Однако сейчас он уже вор… Нет, еще не вор! Пока он не истратил ни копейки чужих денег, не выкурил крошки чужого табаку. Алтайский метнулся с нар, вспомнил, что его валенки сданы в сушилку, надел лапти, вылетел на улицу и тут только заметил, что давно уже наступила глубокая ночь.
Звездный шатер был неизмеримо глубок, северная звезда мерцала почти над головой, дали заволакивало туманом, мороз крепчал. Скрип лаптей рвал застывшую невозмутимую тишину.
Алтайский вернулся в барак, лег. Он едва успел задремать, как зазвучал от ударов кувалды подвешенный к дереву рельс — подъем. Юрий проснулся сразу, вспомнил Колю Астафьева и того неизвестного, чьи ботинки он украл. От холода или другой причины его затряс озноб, махорка в карманах штанов показалась раскаленной. Не дожидаясь дневального с валенками, Алтайский обул лапти и побрел, сотрясаемый мелкой дрожью, к утопленной в земле сушилке — сушильщик Азарий был ему знаком.
Он спустился по лесенке, остановился под коптилкой, скудно освещавшей подземелье. Дверь в саму пышащую жаром камеру была закрыта, за ней раздавались голоса.

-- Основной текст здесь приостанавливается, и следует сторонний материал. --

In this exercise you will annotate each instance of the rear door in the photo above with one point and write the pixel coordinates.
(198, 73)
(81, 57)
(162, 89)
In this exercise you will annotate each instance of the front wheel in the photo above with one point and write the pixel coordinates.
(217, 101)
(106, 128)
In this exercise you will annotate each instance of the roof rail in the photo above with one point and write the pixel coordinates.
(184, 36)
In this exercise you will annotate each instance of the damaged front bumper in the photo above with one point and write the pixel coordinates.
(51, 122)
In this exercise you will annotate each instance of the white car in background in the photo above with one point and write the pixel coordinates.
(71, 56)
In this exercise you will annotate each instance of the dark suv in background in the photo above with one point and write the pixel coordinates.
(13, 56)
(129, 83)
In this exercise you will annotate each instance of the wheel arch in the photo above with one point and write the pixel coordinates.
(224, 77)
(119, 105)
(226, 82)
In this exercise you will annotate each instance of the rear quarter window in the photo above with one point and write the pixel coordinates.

Но и здесь, перед камерой, было тепло, даже жарко.
Алтайский снял шапку и облокотился на косяк двери, обрамленный толстой, забитой глубоко в землю рельсой. Сознание, что перед людьми он все-таки вор, что он не может честно смотреть им в глаза, а еще мысль о том, что скоро нужно будет опять идти, голодному, в ледяной лес по мертвящему холоду, разогреваться от движения, когда чуть прикрытые драными варежками руки сами лезут за пазуху и приковываются к еще теплому телу — все это промелькнуло в его затуманенной голове, показалось на какое-то мгновение дурным сном, небылицей. Но тотчас же пришла и другая мысль, что это не сон, который можно стряхнуть, а самая настоящая явь… Эта мысль пришла и окончательно раздавила волю Алтайского.
Дверь из камеры отворилась, вышли двое дневальных, нагруженные сухими валенками, остро пахнущими жаром и нагретой нечистой шерстью. Дневальные подозрительно покосились на Алтайского, но ничего не сказали. Их полные недоверия взгляды проплыли мимо…
Когда дневальные поднялись по лесенке и закрыли за собой дохнувшую холодом дверь, Алтайский неожиданно для себя, не сознавая в полной мере, что он делает, попятился от двери, а затем, сделав два неловких скачка, изо всей силы прыгнул головой вперед на торчащий из земли рельс…
Алтайского поднял, затащил в камеру и положил на свою лежанку сушильщик Азарий, кривой на один глаз.
— Эх ты, беда какая! — ворчал он. — Дошел человек до того, что уж и ноги не несет. Куда ж тебе в лес, мил-человек?
Азарий захлопотал, налил в глиняную миску кипятку, вытащил маленький кусочек хлеба.